Later that day  they gather around the table as they are getting ready to eat and the servant of Abraham says, “I will not eat anything until I have told you my business.” And with that he begins to tell of the glories of Abraham and the son. He says, “My master is a great man. He’s been made great, and furthermore he has given everything that he has into the hands of his son. And I’m here to obtain a bride for the son.”

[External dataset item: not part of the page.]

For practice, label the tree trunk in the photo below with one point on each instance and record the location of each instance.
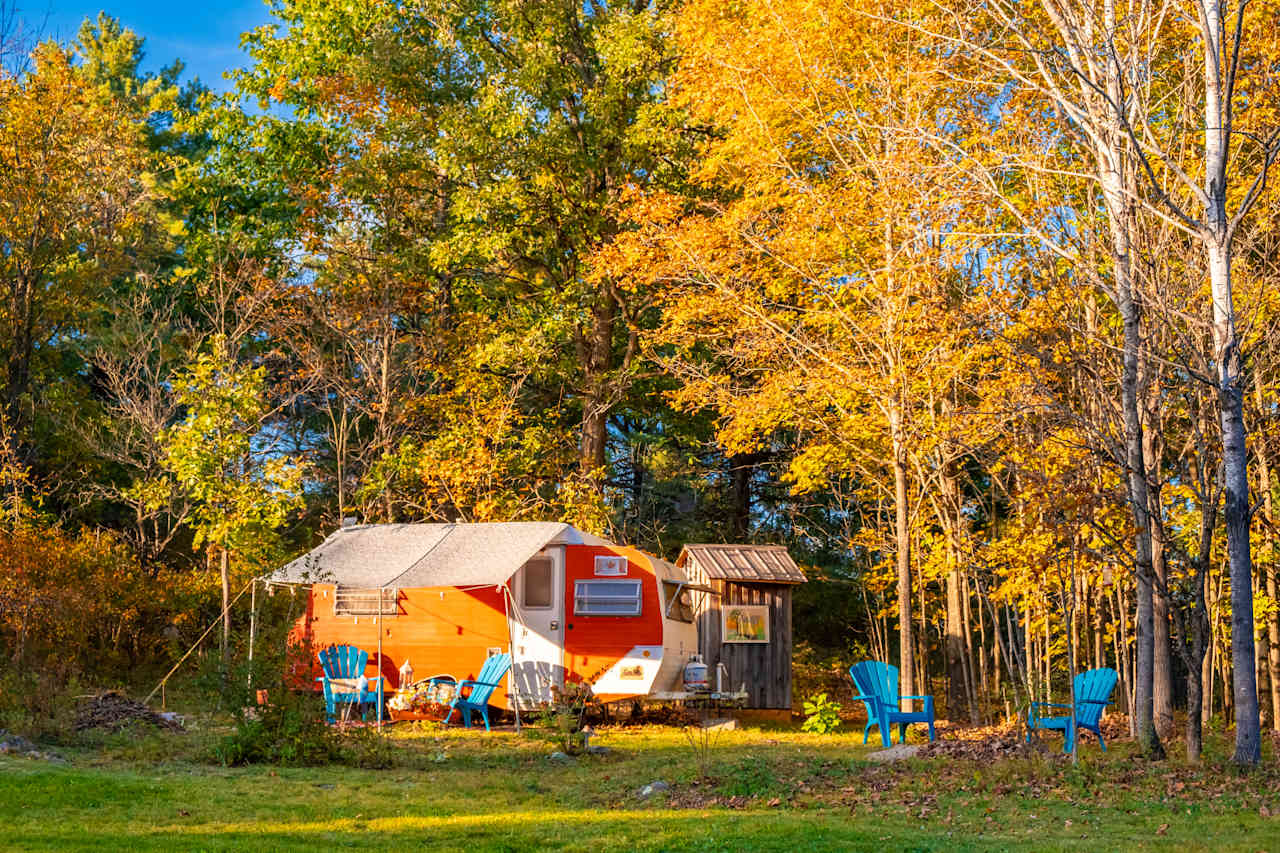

Well that is exactly what the Holy Spirit does in his work of glorifying Jesus Christ. He glorifies the Lord Jesus Christ, and through his ministry He teaches us the truth of Christ, so that we might be joined to Christ as His bride, the church.  As Jesus says in vs.14-15, the Spirit takes the things of Christ and discloses them to us so that we might be a fit bride of Christ.  So that we might be taught the complete knowledge of Christ.  So that we might be conformed to Christ.  So that we might be matured in Christ, so that we might do the works of Christ,  that one day we might be glorified with Christ.  And He does that through leading us and guiding us in all the truth that is necessary for life and godliness.  

Ephesians 5:25 says, “Husbands, love your wives, even as Christ also loved the church, and gave himself for it; That he might sanctify and cleanse it with the washing of water by the word,
That he might present it to himself a glorious church, not having spot, or wrinkle, or any such thing; but that it should be holy and without blemish.”  This is the ministry of the Spirit of truth, to present us to Christ, even as Abraham’s servant presented Rebecca to Isaac.  

At the beginning of this chapter, Jesus said in vs.1, “These things I have spoken to you so that you may be kept from stumbling.”  He has given us a guide to keep us from stumbling.  To present us faultless, without spot or wrinkle, that we might be the glorious church of Christ.  That is the ministry of the Spirit of truth.  To lead us and guide us into all the truth, so that we might not stumble.  So that we might be found a fit bride at Christ’s return.  Let’s pray.